How this Singapore pastry chef turned her passion into a profession

On Tras Street, in the heart of Singapore's humming fundamental business district, is a pastel-hued patisserie that has delighted many with its delicious, pretty desserts.

Nesuto, which means "nest" in Japanese, serves up delectable cakes and entremets with unusual combinations. Its pastry chef-cum-founder Alicia Wong likes to keep flavours simple and has created star desserts such as the heart-shaped Queen Ispahan, which boasts flavours of lychee, raspberry and rose. It is an entremet with a surprise in the middle and is named afterwards the fragrant damask ispahan rose.

She said: "We want people to exist surprised. It's almost like when you unwrap a present, the kind of feeling that it gives you. So information technology's the aforementioned when you're eating the dessert.

"After they cut it open, immediately, the phones will be out, they start taking photos, and so because you have all of these different colours and layering, they'll be very curious."

Wong's customers enjoy being surprised by the contents of their dessert. (Photograph: Freestate Productions)

Wong's love for food and flavours was inspired by her Cantonese grandmother, who was a very adept melt and with whom she spent a lot of time in the kitchen. "She would make dishes that are then difficult to fix, similar braising a duck by hand," she recalled.

"I think the corporeality of respect she has for ingredients, how she really pours out her centre and soul into making a dish that is so good, that'south what inspires me. That'south why I'm then intrigued well-nigh food and flavours."

Alicia Wong is the founder of Japanese-manner patisserie Nesuto in Tanjong Pagar. In this video, find out how Wong's Cantonese grandmother inspired her journey to becoming a chef. (Video: Freestate Productions)

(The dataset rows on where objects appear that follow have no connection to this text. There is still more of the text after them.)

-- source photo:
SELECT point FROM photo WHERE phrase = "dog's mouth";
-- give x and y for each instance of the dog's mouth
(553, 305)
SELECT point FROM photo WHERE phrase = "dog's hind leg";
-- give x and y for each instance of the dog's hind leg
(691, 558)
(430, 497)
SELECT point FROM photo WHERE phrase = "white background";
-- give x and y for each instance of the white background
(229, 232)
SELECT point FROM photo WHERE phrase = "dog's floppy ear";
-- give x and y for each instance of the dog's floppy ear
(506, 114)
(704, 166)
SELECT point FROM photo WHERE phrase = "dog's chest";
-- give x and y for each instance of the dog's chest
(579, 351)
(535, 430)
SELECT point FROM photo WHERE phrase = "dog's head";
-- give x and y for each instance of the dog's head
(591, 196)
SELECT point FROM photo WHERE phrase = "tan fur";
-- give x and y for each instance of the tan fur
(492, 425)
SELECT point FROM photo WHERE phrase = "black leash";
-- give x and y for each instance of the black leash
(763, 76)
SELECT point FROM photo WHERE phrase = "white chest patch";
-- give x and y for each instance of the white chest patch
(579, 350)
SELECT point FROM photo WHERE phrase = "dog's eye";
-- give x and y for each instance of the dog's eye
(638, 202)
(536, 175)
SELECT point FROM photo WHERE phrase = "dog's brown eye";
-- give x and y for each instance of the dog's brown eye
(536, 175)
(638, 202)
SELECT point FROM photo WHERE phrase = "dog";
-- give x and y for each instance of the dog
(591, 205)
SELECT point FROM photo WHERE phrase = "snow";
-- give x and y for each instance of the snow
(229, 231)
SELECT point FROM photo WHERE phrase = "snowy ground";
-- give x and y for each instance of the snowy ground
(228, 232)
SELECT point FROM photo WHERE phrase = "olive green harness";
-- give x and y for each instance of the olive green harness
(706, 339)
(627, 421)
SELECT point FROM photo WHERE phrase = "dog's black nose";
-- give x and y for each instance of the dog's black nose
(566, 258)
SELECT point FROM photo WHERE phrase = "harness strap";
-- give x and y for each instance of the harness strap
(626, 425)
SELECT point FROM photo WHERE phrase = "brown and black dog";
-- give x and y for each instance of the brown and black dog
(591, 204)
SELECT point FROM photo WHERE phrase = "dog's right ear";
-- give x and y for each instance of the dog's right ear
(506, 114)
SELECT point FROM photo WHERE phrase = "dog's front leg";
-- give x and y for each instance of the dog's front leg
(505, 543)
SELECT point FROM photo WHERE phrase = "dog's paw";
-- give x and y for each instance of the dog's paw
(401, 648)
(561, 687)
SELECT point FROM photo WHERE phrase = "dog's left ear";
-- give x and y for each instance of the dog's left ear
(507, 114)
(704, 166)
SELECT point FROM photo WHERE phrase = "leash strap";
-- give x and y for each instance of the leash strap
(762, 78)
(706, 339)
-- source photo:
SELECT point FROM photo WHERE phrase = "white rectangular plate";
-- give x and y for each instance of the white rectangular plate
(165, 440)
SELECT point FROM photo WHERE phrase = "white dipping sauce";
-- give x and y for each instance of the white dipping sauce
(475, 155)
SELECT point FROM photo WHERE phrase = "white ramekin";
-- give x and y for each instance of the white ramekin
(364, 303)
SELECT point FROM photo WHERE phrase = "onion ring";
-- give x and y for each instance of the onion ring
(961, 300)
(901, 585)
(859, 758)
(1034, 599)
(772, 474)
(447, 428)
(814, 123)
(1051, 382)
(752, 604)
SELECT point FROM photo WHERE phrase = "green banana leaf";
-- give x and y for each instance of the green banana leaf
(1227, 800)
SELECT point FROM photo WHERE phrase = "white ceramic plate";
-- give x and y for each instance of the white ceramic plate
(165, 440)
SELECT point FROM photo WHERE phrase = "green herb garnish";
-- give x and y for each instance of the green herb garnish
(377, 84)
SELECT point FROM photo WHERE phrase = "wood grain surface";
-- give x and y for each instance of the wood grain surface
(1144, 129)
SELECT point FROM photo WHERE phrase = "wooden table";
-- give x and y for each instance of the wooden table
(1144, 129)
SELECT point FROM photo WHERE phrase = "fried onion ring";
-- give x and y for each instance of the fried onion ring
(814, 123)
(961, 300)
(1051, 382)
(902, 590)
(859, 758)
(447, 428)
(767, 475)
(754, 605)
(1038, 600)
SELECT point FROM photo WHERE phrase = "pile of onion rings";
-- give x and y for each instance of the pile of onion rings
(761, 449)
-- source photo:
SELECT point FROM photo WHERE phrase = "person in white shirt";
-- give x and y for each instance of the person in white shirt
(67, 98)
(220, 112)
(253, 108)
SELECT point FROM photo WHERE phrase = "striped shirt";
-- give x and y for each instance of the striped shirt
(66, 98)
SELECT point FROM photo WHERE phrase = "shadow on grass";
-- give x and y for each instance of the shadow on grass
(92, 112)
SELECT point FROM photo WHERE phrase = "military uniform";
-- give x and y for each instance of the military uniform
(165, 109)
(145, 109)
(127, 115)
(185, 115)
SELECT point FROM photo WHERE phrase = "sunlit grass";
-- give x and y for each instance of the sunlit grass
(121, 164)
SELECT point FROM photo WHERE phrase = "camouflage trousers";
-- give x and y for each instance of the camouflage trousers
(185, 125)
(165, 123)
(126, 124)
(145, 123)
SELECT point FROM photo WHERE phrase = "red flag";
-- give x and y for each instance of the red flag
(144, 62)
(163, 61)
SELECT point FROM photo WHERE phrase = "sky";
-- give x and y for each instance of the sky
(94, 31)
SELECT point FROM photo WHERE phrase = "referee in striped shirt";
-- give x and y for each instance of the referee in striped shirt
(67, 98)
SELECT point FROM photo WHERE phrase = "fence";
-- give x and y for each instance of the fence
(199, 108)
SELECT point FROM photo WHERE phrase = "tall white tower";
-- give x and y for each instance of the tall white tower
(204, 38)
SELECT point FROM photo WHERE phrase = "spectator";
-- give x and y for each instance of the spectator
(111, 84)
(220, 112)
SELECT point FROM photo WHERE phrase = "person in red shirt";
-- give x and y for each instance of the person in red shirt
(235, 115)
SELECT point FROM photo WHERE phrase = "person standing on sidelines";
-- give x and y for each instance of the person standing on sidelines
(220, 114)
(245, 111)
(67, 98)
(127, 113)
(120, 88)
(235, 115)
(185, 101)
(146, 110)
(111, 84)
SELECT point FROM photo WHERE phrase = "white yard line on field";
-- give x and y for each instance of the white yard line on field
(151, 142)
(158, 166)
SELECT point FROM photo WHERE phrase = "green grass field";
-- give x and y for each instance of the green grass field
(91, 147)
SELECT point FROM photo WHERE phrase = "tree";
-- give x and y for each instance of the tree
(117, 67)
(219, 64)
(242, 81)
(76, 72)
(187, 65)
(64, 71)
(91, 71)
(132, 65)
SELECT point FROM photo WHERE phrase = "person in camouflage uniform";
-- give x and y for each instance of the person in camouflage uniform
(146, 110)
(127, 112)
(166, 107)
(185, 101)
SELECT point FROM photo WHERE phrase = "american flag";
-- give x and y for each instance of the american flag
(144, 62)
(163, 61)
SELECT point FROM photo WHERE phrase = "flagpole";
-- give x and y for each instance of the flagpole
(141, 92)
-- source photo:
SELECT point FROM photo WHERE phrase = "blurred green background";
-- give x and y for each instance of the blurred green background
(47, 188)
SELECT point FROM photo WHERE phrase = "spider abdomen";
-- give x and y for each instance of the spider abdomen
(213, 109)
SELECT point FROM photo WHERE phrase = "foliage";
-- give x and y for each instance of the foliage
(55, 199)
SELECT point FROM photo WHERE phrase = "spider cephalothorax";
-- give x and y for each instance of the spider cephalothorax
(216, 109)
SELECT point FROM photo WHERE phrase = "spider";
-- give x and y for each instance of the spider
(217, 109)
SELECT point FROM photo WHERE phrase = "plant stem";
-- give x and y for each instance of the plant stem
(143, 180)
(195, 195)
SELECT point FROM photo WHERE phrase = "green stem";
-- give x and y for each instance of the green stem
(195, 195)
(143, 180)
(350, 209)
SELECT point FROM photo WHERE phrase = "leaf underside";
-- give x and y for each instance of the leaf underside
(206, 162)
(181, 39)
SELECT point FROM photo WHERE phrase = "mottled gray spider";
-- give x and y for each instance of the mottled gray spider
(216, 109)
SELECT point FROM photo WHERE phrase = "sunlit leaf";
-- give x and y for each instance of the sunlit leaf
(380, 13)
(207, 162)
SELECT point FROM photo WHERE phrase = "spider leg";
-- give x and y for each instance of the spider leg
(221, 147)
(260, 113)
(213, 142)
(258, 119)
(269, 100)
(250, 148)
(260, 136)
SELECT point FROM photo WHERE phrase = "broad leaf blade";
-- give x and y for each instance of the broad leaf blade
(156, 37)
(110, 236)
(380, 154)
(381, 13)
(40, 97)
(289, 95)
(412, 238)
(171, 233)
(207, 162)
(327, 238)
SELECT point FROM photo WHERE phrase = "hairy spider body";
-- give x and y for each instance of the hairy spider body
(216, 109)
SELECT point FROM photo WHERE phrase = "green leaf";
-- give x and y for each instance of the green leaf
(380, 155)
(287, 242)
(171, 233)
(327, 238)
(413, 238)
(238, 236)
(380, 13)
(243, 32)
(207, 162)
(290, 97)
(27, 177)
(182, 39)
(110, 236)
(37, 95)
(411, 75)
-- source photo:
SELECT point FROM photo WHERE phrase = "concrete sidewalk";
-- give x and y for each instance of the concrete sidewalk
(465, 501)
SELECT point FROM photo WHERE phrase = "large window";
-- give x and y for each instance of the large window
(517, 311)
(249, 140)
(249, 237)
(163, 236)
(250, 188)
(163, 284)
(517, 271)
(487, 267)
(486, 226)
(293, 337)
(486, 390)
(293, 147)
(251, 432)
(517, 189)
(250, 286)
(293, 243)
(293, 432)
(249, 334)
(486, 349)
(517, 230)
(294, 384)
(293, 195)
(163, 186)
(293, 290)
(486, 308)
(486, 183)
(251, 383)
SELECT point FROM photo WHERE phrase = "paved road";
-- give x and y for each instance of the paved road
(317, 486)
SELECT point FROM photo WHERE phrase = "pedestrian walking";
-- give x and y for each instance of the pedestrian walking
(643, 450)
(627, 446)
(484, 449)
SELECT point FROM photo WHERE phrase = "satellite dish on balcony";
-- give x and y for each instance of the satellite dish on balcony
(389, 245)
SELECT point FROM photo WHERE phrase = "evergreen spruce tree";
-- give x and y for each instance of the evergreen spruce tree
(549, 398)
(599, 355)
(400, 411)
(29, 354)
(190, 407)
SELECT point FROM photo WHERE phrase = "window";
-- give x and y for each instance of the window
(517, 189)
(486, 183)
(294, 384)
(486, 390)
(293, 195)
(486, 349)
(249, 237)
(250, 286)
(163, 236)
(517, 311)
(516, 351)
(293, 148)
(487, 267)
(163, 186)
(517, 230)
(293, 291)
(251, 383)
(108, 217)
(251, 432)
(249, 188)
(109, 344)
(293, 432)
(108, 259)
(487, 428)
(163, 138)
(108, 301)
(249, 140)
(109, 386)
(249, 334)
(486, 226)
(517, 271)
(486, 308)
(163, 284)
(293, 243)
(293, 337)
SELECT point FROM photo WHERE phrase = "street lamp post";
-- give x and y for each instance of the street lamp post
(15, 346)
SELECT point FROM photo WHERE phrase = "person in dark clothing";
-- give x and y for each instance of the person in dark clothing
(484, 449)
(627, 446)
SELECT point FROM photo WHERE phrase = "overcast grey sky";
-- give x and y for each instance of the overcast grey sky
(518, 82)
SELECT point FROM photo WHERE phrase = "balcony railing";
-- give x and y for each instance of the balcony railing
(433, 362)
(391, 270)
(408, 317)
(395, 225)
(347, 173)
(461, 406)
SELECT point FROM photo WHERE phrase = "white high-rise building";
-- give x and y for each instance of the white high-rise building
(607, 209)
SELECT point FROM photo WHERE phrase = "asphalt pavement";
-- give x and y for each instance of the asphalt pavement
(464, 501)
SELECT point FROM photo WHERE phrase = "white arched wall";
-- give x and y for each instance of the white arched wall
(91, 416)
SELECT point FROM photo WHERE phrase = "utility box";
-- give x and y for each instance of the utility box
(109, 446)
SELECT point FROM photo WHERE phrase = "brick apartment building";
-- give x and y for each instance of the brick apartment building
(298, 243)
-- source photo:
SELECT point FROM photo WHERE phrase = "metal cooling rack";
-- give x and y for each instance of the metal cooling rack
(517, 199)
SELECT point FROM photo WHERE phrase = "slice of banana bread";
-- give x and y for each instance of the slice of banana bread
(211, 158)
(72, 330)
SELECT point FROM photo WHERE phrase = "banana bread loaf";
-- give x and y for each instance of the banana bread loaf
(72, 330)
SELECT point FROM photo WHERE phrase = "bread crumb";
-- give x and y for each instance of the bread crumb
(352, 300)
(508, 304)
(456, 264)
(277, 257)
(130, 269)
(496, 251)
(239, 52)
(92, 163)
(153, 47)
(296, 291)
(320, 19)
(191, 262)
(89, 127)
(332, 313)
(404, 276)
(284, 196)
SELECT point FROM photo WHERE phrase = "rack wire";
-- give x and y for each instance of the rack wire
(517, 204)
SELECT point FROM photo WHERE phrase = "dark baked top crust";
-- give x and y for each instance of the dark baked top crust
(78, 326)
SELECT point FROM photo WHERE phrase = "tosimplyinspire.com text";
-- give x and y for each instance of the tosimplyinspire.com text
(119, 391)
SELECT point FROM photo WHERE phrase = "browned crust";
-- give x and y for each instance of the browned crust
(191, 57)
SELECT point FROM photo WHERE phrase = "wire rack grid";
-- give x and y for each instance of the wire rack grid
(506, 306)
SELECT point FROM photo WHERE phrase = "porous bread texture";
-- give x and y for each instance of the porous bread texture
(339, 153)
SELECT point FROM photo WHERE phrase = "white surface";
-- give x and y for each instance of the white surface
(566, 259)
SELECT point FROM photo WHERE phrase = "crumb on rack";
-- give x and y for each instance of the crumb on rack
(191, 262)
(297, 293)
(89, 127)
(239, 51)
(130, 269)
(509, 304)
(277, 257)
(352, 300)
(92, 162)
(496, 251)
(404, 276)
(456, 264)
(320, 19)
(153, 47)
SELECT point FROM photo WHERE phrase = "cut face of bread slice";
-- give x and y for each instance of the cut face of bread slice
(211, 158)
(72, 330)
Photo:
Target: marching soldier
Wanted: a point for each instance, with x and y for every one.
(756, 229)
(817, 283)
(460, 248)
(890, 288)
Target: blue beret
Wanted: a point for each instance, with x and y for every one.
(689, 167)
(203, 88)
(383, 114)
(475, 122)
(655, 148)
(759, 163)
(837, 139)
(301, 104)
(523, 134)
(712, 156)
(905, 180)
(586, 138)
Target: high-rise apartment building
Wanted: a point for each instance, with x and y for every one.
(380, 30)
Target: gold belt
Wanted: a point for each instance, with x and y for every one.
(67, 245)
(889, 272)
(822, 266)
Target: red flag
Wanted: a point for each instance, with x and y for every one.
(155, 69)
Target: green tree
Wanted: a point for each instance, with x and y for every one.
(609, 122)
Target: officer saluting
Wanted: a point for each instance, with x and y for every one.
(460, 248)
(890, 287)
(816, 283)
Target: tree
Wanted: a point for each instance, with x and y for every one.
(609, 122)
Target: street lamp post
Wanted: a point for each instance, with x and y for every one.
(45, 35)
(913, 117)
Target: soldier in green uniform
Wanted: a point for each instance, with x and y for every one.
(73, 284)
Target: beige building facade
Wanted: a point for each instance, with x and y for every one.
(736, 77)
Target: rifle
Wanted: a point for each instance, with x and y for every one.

Wong studied data technology at Nanyang Polytechnic but she wasn't keen on a deskbound job. When a expert friend enrolled with premier F&B school At-Sunrice GlobalChef Academy, she decided to switch and sign up too, as she was curious about how it would be like working in the kitchen. Fortunately, her parents didn't object. "My parents were very supportive. They ever say, 'become and try, if you don't similar it, you tin come up out and exercise something else'."

She got her large break when she interned at a pastry shop that fabricated cheesecakes and macarons. Her instructors taught her how to produce the pastry the fashion they wanted and left her on her own from the second calendar month onwards, thus giving her the opportunity to discover how far she could go.

In 2017, Wong finally took the plunge and opened Nesuto. (Photo: Freestate Productions)

When she graduated from At-Sunrice, she worked every bit a pastry chef in Capella Singapore for half dozen years. She was keen to start her own concern and set up a Japanese kiosk selling choux pastry with some friends. In 2022 she finally took the plunge and opened Nesuto.

Every dessert at the store goes through several months of inquiry and evolution earlier information technology hits the shelves. Wong's favourite part of the procedure is the experimentation of flavours.

"It'due south so rewarding and information technology's so crazy at the same time, to be able to convert the flavours that y'all take in heed, to something that you tin can really see, bear on and taste," she shared.

"The biggest challenge as a pastry chef, I personally feel, is to be able to outdo myself constantly, how to continuously better on a particular product when it's already nigh there."

Wong likes to keep flavours simple and has created star desserts such every bit the middle-shaped Queen Ispahan, which boasts flavours of lychee, raspberry and rose. (Photograph: Freestate Productions)

Her travels to Japan influenced her minimalist approach to taste and design. Wong said: "We decided to proceed information technology simple when information technology comes to season. When it comes to decoration we will merely apply ornamentation or colours related to the flavour that was represented in the block itself."

Another source of inspiration is her walks. "If I'm thinking of a block that's blackcurrant, then I'll think of the bloom that I saw at the park that's a scrap lavender, very light lilac color. And so I'll try to get edible florals or even fruit or herbs that are similar in color."

In 2021, Wong introduced wine and dessert pairing to raise the flavours of the desserts, and to provide another dimension to the enjoyment of Nesuto's cakes, which reverberate her vivacious personality and adventurous spirit.

She said: "The thing about pastry is that every pace is so important and every stride has to be and then meticulous. It's simply the whole bailiwick of it that I really enjoy. It's just like a fine art in itself."

In 2021, Wong introduced wine and dessert pairing to raise the flavours of the desserts. (Photo: Freestate Productions)

Adapted from the series Remarkable Living (Season iv). Scout total episodes on CNA, every Dominicus at viii.30pm.